Nasıl oluyor da böyle oluyor peki? 

Bakmak, baktığımız nokta ve hatta durduğumuz nokta. Durduğumuz noktadan baktığımızda gördüklerimiz...

Kendimizde eksik kalan kısımlar ve bir türlü dolduramadıklarımız.

Empati yapamama yeteneğimiz.

Hep olumsuzu görme konusundaki becerimiz.

Ve insanların mutluluğuna ortak olamayacak kadar ortaklıktan ağzı yanmışlığımız.

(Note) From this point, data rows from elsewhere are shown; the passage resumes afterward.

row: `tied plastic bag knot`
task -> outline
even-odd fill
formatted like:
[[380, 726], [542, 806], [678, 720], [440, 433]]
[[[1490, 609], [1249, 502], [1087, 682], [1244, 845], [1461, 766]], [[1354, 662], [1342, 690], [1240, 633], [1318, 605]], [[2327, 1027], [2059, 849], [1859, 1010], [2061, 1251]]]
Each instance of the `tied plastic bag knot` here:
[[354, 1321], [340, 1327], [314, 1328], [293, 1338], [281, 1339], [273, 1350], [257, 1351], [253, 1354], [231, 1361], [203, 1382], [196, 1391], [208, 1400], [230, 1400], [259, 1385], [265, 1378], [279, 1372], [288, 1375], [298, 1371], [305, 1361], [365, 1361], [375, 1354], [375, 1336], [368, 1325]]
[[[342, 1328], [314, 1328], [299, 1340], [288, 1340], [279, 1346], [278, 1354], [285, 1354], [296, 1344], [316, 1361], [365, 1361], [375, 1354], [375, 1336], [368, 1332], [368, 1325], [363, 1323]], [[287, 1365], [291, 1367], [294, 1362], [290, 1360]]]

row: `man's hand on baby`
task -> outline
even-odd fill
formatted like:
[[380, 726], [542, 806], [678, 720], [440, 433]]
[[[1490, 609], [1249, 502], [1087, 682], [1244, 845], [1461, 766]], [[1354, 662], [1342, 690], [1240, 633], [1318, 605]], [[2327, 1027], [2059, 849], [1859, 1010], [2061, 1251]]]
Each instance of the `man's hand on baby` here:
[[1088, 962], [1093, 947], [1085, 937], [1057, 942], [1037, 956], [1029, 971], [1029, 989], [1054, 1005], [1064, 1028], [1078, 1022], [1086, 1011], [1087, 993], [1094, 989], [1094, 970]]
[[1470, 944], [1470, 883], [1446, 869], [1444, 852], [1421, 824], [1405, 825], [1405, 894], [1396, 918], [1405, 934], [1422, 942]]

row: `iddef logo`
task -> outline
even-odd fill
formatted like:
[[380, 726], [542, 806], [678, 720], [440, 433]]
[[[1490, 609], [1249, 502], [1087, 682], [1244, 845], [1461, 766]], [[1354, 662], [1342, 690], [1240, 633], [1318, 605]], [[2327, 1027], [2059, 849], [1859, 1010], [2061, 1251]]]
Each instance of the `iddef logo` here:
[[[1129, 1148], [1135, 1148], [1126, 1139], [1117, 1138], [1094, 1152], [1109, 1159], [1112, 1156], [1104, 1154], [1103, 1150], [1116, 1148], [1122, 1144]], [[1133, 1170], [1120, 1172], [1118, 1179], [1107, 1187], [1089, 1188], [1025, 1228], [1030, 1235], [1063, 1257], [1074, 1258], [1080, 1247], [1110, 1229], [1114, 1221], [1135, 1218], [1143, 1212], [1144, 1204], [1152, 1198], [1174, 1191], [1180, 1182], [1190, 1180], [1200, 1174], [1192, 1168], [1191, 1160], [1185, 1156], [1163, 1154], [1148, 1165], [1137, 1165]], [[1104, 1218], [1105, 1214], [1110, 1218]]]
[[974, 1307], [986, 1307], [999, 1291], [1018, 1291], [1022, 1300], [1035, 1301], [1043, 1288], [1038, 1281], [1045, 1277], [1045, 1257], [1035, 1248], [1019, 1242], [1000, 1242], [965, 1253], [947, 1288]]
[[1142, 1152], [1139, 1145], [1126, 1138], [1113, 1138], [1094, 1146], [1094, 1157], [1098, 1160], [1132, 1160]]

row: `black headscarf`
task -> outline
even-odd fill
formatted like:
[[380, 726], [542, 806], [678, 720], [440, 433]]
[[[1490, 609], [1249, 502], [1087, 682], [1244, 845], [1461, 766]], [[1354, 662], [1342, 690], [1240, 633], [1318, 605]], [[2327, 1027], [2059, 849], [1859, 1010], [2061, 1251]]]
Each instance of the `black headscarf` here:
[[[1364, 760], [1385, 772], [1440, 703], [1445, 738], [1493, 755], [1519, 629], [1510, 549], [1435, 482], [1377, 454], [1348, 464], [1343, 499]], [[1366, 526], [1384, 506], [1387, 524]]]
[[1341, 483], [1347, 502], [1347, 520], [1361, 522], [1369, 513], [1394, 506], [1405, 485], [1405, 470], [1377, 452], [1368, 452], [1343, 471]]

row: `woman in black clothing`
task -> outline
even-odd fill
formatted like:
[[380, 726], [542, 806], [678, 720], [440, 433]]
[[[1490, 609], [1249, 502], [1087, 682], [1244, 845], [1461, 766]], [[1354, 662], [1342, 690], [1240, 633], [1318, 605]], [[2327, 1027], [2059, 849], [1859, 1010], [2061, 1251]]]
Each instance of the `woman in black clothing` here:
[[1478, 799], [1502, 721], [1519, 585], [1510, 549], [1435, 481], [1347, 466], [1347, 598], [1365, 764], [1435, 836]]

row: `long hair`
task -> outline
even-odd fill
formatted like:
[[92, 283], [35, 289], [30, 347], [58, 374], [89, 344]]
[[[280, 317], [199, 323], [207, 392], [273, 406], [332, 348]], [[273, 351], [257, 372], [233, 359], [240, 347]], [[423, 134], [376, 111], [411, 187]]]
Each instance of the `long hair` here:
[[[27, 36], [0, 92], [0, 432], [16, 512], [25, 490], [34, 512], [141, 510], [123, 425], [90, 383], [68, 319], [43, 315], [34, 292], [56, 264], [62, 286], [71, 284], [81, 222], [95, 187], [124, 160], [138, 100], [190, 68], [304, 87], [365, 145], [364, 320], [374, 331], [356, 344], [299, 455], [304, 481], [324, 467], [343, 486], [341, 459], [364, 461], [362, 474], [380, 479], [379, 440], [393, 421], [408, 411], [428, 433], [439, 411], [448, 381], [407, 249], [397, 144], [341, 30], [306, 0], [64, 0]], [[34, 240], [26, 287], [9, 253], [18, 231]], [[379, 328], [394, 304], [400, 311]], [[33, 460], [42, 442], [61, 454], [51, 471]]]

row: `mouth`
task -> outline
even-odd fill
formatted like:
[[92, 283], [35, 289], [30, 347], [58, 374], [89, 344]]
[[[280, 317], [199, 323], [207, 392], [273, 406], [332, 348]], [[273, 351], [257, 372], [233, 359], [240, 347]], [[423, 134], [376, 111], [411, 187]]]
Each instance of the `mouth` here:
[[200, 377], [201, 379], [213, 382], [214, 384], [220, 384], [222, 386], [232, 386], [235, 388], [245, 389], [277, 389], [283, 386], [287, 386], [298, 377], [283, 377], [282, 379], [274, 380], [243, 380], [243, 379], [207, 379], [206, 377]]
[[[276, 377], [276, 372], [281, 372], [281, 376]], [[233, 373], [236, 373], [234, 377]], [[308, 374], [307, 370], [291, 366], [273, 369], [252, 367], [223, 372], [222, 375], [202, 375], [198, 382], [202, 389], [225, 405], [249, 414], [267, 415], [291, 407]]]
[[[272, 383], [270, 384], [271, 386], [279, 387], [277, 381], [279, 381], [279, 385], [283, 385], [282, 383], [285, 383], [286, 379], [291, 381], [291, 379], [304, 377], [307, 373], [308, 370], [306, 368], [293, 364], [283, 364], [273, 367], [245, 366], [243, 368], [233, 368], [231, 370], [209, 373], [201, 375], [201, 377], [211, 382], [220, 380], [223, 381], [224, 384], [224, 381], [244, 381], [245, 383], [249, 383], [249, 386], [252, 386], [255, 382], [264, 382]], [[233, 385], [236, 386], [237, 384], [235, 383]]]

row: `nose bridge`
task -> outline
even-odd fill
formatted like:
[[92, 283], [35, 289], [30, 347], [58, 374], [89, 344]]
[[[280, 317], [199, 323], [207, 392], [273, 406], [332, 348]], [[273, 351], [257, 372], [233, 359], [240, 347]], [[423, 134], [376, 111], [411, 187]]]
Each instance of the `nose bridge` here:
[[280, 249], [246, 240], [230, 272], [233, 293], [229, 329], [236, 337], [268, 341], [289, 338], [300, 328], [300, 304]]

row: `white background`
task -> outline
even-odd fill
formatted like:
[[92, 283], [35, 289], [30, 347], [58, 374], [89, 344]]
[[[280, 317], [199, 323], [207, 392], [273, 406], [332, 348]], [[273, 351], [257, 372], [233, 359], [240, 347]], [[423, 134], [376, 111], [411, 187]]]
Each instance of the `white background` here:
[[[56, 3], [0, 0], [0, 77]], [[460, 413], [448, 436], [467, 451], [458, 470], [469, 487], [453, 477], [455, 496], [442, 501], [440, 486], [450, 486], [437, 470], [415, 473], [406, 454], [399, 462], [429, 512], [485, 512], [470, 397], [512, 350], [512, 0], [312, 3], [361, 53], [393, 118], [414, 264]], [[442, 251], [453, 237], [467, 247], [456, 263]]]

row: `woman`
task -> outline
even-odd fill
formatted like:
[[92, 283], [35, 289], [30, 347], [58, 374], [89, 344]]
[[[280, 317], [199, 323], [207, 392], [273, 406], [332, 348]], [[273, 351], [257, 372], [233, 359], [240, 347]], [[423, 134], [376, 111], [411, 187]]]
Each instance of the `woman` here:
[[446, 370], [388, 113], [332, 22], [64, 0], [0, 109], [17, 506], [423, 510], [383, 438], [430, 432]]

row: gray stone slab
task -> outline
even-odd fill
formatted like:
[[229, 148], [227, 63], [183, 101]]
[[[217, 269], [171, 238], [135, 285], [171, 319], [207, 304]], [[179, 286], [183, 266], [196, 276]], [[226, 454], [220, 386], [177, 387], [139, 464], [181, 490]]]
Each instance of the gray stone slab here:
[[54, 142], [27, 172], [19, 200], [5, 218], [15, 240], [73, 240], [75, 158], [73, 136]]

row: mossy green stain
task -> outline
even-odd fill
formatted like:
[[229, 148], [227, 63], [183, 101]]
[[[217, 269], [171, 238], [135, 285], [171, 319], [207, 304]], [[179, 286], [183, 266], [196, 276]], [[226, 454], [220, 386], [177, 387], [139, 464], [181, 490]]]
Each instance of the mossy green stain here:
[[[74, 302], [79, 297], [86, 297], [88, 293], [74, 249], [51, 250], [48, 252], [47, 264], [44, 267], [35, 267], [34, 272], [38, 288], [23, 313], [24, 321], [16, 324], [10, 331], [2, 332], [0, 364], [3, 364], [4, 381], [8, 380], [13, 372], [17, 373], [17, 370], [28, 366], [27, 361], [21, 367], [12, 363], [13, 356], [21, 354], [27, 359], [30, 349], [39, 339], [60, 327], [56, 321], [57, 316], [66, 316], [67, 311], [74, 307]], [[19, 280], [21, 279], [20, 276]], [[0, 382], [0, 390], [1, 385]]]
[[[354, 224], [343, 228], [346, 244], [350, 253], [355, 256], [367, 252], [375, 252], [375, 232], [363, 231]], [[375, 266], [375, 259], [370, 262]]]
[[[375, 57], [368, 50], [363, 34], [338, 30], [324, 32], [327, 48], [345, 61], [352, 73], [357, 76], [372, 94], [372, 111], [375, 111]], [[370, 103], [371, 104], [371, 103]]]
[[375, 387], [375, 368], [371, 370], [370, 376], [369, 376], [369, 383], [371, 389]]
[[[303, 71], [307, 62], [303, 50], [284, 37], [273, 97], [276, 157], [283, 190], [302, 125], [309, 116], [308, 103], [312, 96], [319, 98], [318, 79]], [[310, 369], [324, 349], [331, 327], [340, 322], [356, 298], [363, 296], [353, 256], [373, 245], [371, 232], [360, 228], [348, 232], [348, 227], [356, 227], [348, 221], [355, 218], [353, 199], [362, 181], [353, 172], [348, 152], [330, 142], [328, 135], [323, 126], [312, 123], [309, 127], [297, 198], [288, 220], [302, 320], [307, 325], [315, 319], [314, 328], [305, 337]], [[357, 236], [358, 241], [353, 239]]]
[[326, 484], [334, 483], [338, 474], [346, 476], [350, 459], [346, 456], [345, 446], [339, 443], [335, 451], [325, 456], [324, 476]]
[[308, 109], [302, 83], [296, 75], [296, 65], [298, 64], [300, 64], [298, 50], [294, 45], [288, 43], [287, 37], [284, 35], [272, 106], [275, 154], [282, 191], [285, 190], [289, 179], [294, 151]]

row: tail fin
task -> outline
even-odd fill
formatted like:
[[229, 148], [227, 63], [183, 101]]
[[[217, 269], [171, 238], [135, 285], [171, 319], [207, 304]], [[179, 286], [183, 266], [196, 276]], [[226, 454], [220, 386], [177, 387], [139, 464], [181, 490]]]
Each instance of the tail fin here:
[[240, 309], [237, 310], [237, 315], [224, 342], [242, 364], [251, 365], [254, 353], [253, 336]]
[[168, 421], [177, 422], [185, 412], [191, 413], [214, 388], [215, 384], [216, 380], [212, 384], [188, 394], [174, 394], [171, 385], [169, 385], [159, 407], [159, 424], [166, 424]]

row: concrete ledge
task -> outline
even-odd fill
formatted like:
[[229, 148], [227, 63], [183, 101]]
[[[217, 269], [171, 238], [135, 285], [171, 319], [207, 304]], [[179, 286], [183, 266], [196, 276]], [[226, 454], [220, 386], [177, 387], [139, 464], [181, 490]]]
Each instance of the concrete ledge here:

Çeşit çeşit işte. Tıpkı bizler gibi.


Siz hiç tanışmadığınız ama kendinize çok yakın hissettiğiniz insanlarla karşılaştınız mı mesela? Ben karşılaştım, hatta sanal olarak tanıştım. Onlar bana dokundu ben de onlara. İyi hissettim ve de. Keşke etrafımda bu insanlardan bolca olsa dedim sonra. Sanaldılar ama çok gerçek geldiler bana. Pardon düzeltiyorum, gerçek değil; bana uzaktan dokunabilecek kadar gerçeküstüydüler onlar. Bu yüzden sevdim onları. Sevdiğim için kötü düşünemedim haklarında. Ve kötü kelimeler atfedemedim sözlüğümü taratıp. Sadece sevdiğimi bildim. Ve bu bana yetti.